Een belangrijke eigenschap voor prof-eds is het nemen van verantwoordelijkheid, ook wanneer
verkeerd gehandeld is. Al eerder werd de term ‘protocollen’ genoemd. Ondanks dat het werken met
protocollen moet zorgen voor stabiliteit, continuïteiten goede kwaliteit, kunnen fouten niet aan deze
protocollen worden toegeschreven. Een goede prof-ed is op de hoogte van de protocollen, maar
neemt ook verantwoordelijkheid over wat hij/zij doet en blijft flexibel.
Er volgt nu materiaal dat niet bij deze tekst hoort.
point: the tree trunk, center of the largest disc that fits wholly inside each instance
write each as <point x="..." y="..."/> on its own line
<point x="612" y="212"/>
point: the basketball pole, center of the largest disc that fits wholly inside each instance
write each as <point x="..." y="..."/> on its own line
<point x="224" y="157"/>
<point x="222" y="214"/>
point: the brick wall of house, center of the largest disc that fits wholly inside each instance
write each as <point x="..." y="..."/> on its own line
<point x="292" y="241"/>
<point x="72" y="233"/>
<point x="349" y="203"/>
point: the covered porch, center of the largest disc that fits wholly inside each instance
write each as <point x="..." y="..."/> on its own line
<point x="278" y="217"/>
Als orthopedagoog werk je met kinderen die volgens de wet afhankelijk zijn van hun ouders en dus
maak je gebruik/communiceer je met gedelegeerde autoriteit. Toch moet de prof-ed rekening
houden met de zelfbeschikking (recht over jezelf te beslissen) van de cliënt. Zeker bij meervoudige
problemen kan dit uitdagingen opleveren. De prof-ed moet signalen van de cliënt (bv. huilen,
geluiden, schreeuwen) opvatten als betekenisvolle communicatie. Hiervoor is empathie, geduld en
kennis nodig.

Anticiperen op goedkeuring is het ‘rechtvaardig’ gebruik maken door ouders of prof-eds van dwang
en verplichtingen omdat dit uiteindelijk zou moeten zorgen voor voordelen bij de persoon (voor wie
de dwang of verplichtingen gelden) of de gemeenschap (vb. jonge mannen die moeten kiezen tussen
dienen in het leger of nog 10 jaar naar school gaan). Hierbij wordt het zelfbeschikkingsrecht
ondermijnt. Door ouders wordt geanticipeerde goedkeuring regelmatig gebruikt. Voor prof-eds is dit
risicovol. Hoewel deze anticipatie ervan uitgaat dat kinderen uiteindelijk zelfstandige competente
mensen worden, kan het ook gebeuren dat er niet aan deze verwachtingen voldaan wordt door het
kind en dat de anticipatie daardoor niet juist is.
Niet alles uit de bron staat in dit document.